Representatives from over 100 countries, international financial institutions and development organizations are meeting in Paris today to discuss a more solidarity-based financial system. This should enable progress in the global fight against poverty and in overcoming the climate crisis.
Participants in the summit organized by French President Emmanuel Macron include EU Commission President Ursula von der Leyen, Federal Chancellor Olaf Scholz, China’s Prime Minister Li Qiang, World Bank President Ajay Banga and UN Secretary General António Guterres. African and Asian countries are well represented at the summit.
A double challenge
No binding decisions will be made at the two-day summit. What is expected, however, is a guide to bridging the growing gap between the industrialized countries and the countries of the Global South, which are particularly affected by the consequences of climate change. Topics are the debt relief of these countries and the necessary investments there to cope with global warming.
As Macron said before the meeting, it is about reforming the financial system with the World Bank, the International Monetary Fund (IMF) and public and private funds to address the twin challenges of poverty and climate change.
As financial expert Florian Egli from ETH Zurich said before the start of the German Press Agency summit, it is about mobilizing money for measures to reduce emissions that are harmful to the climate, about investments to adapt to climate change, and about payments for damage and losses already incurred.

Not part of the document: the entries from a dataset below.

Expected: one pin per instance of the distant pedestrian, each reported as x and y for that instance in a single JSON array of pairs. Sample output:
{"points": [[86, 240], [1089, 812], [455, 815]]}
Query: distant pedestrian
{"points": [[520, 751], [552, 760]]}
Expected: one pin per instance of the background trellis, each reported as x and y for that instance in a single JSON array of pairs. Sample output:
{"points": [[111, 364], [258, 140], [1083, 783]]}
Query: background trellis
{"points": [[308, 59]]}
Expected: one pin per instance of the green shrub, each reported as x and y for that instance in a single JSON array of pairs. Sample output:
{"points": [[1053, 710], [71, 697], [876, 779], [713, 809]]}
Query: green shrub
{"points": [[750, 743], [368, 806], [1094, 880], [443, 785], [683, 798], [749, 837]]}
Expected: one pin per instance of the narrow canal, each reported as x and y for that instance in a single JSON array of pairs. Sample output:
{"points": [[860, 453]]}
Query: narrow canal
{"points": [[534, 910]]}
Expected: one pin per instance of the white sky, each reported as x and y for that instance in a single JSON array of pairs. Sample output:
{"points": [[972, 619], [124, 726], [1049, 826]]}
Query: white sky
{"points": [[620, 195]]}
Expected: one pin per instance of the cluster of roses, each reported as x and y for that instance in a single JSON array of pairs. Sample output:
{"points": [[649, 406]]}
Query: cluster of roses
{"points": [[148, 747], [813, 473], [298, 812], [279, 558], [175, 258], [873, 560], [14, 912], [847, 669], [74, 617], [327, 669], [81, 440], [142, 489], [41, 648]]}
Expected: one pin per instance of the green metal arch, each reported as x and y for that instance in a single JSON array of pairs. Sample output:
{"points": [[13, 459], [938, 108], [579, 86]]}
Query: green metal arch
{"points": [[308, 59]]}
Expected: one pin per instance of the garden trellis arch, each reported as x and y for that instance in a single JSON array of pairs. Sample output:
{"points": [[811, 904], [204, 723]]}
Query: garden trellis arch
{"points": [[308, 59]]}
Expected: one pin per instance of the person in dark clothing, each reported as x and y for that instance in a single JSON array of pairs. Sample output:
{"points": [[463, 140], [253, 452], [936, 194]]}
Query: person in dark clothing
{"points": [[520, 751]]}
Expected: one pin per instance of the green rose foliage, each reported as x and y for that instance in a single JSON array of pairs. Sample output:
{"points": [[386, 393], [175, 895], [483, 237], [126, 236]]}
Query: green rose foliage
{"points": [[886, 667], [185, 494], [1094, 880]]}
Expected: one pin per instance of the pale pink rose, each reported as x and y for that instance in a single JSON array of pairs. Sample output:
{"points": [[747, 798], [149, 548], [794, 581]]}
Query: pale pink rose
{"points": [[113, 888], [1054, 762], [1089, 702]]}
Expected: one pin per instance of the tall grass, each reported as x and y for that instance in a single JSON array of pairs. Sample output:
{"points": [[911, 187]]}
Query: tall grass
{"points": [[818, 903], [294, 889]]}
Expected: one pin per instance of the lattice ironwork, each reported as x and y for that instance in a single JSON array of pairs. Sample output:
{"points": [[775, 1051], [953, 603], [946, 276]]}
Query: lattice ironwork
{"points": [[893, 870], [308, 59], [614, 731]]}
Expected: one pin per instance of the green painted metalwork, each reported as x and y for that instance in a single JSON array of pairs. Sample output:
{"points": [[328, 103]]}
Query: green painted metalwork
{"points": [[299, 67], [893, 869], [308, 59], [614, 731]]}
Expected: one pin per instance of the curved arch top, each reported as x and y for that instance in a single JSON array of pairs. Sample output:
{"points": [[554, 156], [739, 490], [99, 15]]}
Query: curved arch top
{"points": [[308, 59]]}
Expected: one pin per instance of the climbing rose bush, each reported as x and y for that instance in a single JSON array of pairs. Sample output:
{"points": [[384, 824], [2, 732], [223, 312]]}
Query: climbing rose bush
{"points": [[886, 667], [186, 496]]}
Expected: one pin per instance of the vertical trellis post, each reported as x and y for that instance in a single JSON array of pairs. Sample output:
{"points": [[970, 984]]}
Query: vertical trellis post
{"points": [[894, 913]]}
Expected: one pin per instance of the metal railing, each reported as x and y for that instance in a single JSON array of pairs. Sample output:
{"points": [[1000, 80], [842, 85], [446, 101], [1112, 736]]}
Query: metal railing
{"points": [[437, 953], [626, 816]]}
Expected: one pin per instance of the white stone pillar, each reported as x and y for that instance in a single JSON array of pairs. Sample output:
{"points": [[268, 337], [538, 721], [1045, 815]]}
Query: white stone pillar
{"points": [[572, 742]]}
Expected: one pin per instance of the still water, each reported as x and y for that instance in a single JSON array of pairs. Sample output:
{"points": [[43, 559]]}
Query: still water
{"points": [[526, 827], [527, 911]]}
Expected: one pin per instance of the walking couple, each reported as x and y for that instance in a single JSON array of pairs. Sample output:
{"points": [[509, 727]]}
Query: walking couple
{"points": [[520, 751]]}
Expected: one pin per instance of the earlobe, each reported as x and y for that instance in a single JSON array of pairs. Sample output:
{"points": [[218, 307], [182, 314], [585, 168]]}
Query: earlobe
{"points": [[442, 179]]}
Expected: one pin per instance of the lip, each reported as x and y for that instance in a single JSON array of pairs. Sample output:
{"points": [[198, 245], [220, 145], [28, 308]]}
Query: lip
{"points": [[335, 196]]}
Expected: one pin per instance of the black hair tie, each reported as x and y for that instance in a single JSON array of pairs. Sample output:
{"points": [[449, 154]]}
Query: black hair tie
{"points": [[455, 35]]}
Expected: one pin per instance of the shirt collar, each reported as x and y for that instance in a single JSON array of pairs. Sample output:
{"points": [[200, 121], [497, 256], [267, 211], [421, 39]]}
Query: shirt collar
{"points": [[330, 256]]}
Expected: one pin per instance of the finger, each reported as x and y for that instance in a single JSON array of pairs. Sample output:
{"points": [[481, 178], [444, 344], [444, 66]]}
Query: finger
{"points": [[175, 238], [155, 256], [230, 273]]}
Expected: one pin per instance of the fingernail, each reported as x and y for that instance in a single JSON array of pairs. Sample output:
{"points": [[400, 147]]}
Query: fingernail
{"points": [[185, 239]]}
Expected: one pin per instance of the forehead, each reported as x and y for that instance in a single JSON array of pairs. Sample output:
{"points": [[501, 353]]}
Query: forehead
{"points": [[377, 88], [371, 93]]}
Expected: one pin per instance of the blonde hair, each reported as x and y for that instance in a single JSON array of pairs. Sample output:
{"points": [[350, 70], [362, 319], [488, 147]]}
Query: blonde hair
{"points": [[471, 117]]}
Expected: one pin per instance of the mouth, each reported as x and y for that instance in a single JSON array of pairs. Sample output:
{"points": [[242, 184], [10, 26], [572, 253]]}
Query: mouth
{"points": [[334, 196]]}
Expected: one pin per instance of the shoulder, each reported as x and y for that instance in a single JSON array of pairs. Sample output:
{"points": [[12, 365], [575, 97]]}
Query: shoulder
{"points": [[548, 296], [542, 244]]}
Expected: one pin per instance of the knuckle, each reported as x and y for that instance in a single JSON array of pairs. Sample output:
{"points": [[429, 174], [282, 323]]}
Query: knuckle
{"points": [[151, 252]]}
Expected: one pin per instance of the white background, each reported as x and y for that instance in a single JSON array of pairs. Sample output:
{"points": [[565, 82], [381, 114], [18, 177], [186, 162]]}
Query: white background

The activist Friederike Röder from the non-governmental organization Global Citizen, who specializes in climate finance, said that a new pact must ensure that funds to deal with the climate crisis can flow in a predictable and timely manner to particularly affected countries in the future.
“Much more needs to be done”
The development organization One asked the meeting to take concrete steps towards a sustainable international financial architecture. Economically weak countries would have to receive money more easily to deal with crises, so far the conditions for granting credit for these countries have often been regulated unfairly. The federal government must therefore put pressure on reforms of development institutions such as the World Bank.
Meanwhile, the International Energy Agency IEA and the International Development Bank IFC wrote before the summit: “Much more needs to be done to ensure that all countries and all sections of society benefit from clean energy technologies.” Investment in emerging markets and developing economies would need to be more than three times higher in the early part of the next decade.
If you exclude China, the financing would have to increase sevenfold. The organizations warned that public funds alone were not enough. Private capital can be gained with the help of better data, new financing instruments and credible government plans for the energy transition.